That was that Sunday afternoon in May
When a hot sun pushed through the clouds
And you were born!
I was driving the two hundred miles from west to east,
The sky blue-and-white china in the fields
In impromptu picnics of tartan rugs;
When neither words nor I
Could have known that you had been named already
And that your name was Rosie –
Rosie Joyce! May you some day in May
Fifty-six years from today be as lucky
As I was when you were born that Sunday:
To drive such side-roads, such main roads, such ramps, such
To cross such bridges, to by-pass such villages, such towns
As I did on your Incarnation Day.
By-passing Swinford – Croagh Patrick in my rear-view mirror –
My cell phone rang and, stopping on the hard edge of P. Flynn’s highway,
I heard Mark your father say:
“A baby girl was born at 3.33 p.m.
Weighing 7 and a I/2 Ibs in Holles Street.
Tough work, all well.”
That Sunday in May before daybreak
Night had pushed up through the slopes of Achill
Yellow forefingers of Arum Lily – the first of the year;
Down at the Sound the first rhododendrons
Purpling the golden camps of whins;
The first hawthorns powdering white the mainland;
The first yellow irises flagging roadside streams;
Quills of bog-cotton skimming the bogs;
Burrishoole cemetery shin-deep in forget-me-nots;
The first sea pinks speckling the seashore;
Cliffs of London Pride, groves of bluebell,
First fuchsia, Queen Anne’s Lace, primrose.
I drove the Old Turlough Road, past Walter Durcan’s Farm,
Umbrella’d in the joined handwriting of its ash trees;
I drove Tulsk, Kilmainham, the Grand Canal.
Never before had I felt so fortunate.
To be driving back into Dublin city;
Each canal bridge an old pewter brooch.
I rode the waters and the roads of Ireland,
Rosie, to be with you, seashell at my ear!
How I laughed when I cradled you in my hand.
Only at Tarmonbarry did I slow down,
As in my father’s Ford Anglia half a century ago
He slowed down also, as across the River Shannon
We crashed, rattled and bounced on a Bailey bridge;
Daddy relishing his role as Moses,
Enunciating the name of the Great Divide
Between the East and the West!
We are the people of the West,
Our fate to go East.
No such thing, Rosie, as a Uniform Ireland
And please God there never will be;
There is only the River Shannon and all her sister rivers
And all her brother mountains and their family prospects.
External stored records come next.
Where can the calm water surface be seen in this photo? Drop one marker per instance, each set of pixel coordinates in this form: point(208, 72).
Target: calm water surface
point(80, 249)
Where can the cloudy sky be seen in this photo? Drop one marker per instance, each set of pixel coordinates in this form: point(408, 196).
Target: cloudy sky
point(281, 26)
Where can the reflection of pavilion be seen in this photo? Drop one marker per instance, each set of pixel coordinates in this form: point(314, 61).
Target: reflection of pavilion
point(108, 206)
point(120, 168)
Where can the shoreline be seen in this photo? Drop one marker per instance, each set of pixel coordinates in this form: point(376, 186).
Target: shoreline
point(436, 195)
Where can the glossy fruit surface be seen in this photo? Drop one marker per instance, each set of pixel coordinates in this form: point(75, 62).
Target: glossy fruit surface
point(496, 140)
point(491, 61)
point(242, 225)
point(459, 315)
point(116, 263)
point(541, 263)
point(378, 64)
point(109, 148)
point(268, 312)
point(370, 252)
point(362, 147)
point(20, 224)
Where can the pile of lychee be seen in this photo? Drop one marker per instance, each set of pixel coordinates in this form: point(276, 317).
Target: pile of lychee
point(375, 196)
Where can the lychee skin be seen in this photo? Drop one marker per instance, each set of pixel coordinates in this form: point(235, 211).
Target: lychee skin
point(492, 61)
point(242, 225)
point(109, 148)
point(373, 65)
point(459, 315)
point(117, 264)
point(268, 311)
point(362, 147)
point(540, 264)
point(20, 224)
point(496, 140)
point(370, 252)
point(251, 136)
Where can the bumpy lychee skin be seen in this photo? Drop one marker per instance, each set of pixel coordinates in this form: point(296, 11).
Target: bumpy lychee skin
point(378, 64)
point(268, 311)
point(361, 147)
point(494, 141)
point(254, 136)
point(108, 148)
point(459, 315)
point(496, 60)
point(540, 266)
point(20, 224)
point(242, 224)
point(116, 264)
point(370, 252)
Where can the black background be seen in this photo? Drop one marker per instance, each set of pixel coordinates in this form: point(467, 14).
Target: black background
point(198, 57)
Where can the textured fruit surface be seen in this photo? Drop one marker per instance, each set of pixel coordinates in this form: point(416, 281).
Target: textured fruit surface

There are higher powers than politics
And these we call wildflowers or, geologically, people.
Rossie Joyce – that Sunday in May
Not alone did you make my day, my week, my year
To the prescription of Jonathan Philbin Bowman –
Popping out of my daughter, your mother –
Changing the expressions on the faces all around you –
All of them looking like blue hills in a heat haze –
But you saved my life. For three years
I had been subsisting in the slums of despair,
Unable to distinguish one day from the next.
On the return journey from Dublin to Mayo
In Charlestown on Main Street
I meet John Normanly, organic farmer from Curry.
He is driving home to his wife Caroline
From a Mountbellew meeting of the Western Development
Of Dillon House in Ballaghadereen.
He crouches in his car, I waver in the street,
As we exchange lullabies of expectancy;
We wet our foreheads in John Moriarty’s autobiography.
The following Sunday is the Feast of the Ascension
Of Our Lord into Heaven:
Thank You, O Lord, for the Descent of Rosie onto Earth.